Anything goes no jelly trifle

Anything goes no jelly trifle


3 people made this

About this recipe: A great stand-by dessert. I use it over and over again. I've suggested apples and blackberries in this recipe, but I've done it with all sorts of things like raspberries, strawberries, blueberries, rhubarb, pears, mango, orange, tinned peaches. Just adjust the cooking of the fruit to suit your chosen fruit or preference. I've cooked the apples and blackberries but wouldn't bother with tropical fruits for example.

sparkalex Nottinghamshire, England, UK

Serves: 4 

  • For the sponge cake
  • 1 egg
  • soft margarine or butter
  • caster sugar
  • self-raising flour
  • 1/2 teaspoon vanilla extract
  • For the layers
  • 2 medium cooking apples - peeled, cored and chopped
  • 1 handful blackberries
  • caster sugar, to taste
  • 450g custard
  • 100ml to 200ml double or whipping cream
  • decorative sprinkles or chocolate shavings (optional)

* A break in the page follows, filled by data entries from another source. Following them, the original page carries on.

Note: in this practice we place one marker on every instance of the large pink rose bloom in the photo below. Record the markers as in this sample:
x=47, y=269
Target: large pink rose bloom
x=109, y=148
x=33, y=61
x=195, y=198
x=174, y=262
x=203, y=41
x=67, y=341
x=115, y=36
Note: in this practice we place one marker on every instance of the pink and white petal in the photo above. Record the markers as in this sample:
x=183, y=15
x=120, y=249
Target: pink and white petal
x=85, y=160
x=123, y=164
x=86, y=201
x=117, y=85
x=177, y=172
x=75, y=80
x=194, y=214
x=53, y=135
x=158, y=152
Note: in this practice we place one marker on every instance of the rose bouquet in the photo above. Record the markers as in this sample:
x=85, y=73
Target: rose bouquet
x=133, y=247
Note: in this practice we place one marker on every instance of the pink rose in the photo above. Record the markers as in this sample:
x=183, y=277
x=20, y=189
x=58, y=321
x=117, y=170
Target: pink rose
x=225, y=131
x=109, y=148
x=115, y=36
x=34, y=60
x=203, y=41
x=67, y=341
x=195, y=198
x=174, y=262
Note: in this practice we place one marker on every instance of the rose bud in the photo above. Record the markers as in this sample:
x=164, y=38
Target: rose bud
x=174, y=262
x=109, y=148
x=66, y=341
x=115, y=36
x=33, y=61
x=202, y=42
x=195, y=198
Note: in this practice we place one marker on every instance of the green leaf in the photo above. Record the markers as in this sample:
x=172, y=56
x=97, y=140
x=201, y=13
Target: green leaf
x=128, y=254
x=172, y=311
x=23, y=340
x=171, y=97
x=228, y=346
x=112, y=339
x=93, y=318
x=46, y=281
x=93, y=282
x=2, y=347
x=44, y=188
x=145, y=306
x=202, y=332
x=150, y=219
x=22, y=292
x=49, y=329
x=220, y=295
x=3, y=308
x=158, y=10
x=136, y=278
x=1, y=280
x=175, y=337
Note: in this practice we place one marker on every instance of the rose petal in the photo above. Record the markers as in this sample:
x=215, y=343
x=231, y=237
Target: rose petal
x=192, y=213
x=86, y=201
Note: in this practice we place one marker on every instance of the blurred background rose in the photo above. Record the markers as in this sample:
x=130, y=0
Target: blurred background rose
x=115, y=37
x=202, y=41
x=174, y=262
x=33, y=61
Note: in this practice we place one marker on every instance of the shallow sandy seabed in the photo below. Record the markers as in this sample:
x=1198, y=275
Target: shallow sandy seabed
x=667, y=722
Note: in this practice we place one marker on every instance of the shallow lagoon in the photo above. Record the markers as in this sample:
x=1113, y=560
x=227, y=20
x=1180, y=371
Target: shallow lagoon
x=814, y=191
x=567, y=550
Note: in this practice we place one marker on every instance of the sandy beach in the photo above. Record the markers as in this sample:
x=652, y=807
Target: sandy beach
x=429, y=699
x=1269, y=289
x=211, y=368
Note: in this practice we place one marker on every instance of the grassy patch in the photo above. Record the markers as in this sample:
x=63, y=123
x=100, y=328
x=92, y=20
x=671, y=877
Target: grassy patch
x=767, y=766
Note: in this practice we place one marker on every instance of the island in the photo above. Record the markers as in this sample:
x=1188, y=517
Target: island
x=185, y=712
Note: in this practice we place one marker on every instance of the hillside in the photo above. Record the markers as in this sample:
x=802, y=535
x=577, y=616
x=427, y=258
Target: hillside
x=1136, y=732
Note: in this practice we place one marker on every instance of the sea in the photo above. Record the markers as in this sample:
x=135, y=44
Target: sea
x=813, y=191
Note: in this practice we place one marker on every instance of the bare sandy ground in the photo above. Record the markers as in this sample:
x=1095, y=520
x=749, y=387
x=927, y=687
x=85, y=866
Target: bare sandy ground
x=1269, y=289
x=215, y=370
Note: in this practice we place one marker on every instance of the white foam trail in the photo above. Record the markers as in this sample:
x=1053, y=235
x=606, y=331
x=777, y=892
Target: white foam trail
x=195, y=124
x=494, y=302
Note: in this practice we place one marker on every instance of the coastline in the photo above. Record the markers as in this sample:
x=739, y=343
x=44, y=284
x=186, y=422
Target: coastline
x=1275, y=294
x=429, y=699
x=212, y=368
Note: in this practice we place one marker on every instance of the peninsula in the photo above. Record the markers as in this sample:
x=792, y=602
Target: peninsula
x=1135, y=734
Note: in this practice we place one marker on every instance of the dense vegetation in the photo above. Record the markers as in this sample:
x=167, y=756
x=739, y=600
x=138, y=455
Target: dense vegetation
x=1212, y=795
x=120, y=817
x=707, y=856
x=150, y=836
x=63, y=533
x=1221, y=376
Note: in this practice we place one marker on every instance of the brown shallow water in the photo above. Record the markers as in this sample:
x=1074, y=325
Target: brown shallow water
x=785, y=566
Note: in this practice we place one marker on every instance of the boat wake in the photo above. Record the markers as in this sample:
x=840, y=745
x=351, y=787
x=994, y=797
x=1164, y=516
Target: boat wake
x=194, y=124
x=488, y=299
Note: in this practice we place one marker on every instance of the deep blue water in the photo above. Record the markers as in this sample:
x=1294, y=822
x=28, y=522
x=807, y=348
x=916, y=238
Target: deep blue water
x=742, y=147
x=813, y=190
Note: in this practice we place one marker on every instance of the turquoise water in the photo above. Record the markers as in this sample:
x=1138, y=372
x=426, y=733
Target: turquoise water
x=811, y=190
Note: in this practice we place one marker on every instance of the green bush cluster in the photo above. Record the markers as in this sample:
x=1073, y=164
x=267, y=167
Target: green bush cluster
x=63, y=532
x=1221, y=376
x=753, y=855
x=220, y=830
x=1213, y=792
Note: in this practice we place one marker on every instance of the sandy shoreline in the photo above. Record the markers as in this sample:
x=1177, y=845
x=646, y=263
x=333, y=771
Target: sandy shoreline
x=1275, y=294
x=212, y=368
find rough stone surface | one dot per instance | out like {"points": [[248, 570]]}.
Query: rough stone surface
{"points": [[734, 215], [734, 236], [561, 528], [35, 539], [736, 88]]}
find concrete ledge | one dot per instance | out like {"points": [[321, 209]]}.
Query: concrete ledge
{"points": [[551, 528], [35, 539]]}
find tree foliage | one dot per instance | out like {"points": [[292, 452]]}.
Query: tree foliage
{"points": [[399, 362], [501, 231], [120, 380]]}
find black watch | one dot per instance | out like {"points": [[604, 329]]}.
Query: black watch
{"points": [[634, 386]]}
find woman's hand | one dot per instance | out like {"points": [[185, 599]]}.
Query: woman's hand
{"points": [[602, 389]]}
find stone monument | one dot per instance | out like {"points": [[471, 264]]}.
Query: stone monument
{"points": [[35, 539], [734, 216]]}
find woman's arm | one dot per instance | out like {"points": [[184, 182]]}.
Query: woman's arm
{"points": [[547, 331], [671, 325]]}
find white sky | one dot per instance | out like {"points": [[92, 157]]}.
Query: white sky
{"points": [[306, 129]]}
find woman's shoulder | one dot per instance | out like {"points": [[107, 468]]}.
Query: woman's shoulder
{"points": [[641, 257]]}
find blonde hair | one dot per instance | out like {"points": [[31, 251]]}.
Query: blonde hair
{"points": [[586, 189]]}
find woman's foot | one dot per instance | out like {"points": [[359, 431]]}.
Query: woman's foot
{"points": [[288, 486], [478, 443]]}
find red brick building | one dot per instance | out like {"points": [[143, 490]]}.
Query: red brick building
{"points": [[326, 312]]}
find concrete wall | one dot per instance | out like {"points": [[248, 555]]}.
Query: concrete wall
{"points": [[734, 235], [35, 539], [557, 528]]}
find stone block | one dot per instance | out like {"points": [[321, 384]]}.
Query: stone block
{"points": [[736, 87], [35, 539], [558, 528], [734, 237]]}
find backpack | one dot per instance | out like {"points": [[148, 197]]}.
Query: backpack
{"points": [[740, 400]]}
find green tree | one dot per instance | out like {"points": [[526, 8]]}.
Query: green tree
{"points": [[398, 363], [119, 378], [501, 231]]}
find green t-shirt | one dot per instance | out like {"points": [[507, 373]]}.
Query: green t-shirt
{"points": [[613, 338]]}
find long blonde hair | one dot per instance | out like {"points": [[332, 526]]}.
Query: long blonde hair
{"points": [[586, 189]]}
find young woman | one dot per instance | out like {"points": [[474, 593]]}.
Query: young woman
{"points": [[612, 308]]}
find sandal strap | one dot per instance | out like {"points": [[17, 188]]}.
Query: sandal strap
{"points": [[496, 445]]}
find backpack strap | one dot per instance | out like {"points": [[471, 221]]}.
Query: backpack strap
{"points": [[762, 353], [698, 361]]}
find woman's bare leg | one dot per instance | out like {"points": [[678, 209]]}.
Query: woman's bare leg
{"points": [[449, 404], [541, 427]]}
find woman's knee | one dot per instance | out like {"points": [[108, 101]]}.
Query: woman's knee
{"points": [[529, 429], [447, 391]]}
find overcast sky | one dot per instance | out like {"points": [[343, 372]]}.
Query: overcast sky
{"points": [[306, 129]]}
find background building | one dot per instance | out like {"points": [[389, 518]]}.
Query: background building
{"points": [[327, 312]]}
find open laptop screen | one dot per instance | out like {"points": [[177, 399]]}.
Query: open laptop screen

Prep:35min  ›  Cook:30min  ›  Extra time:1hr30min cooling  ›  Ready in:2hr35min 

    For the sponge cake:

  1. Preheat the oven to 180 C / Gas 4. Grease a small cake tin and line with baking parchment (it doesn't really matter what shape it is as the sponge will be torn up when you use it, even a loaf tin will do).
  2. Weigh the egg and record on a piece of paper. Weigh the same amounts of margarine, sugar and flour. In a mixing bowl, combine the sugar and butter and beat together with an electric mixer or a wooden spoon until soft and fluffy. Add the egg and vanilla extract and continue beating until the mixture is fairly smooth. Gradually sift in the flour and beat until well combined. Transfer to the prepared cake tin.
  3. Bake in the preheated oven for 15 to 20 minutes or until a skewer inserted in the centre comes out clean. Remove from the oven and allow to cool in the tin for 10 minutes then remove from the tin and allow to completely on a cooling rack, about 1 hour.
  4. For the layers:

  5. In a saucepan over a medium heat, cook the apples and blackberries with a bit of sugar until soft, but holding their shape, about 5 to 8 minutes. Remove from the heat and allow to cool.
  6. Pour the cream into a mixing bowl and whisk using a handheld whisk until soft peaks form. Whip enough cream to cover the top of whatever serving dish you're going to put the trifle in. I've done it in a big glass bowl, individual wine glasses, cups or cleaned out jars all good.
  7. Once the sponge is cooled you can start constructing. Tear or cut the sponge into appropriately sized pieces depending on your serving dish(es) and line the bottom(s). Press it down a bit so it fills the bottom of the bowl. Add a layer of the fruit including a bit of the juice released when cooking. Pour the custard over the fruit so that you can't see any fruit through the top of the custard and leave it to set in the fridge for at least 30 minutes.
  8. Remove from the fridge and spoon or pipe the whipped cream on top. Decorate with sprinkles or chocolate shavings and serve.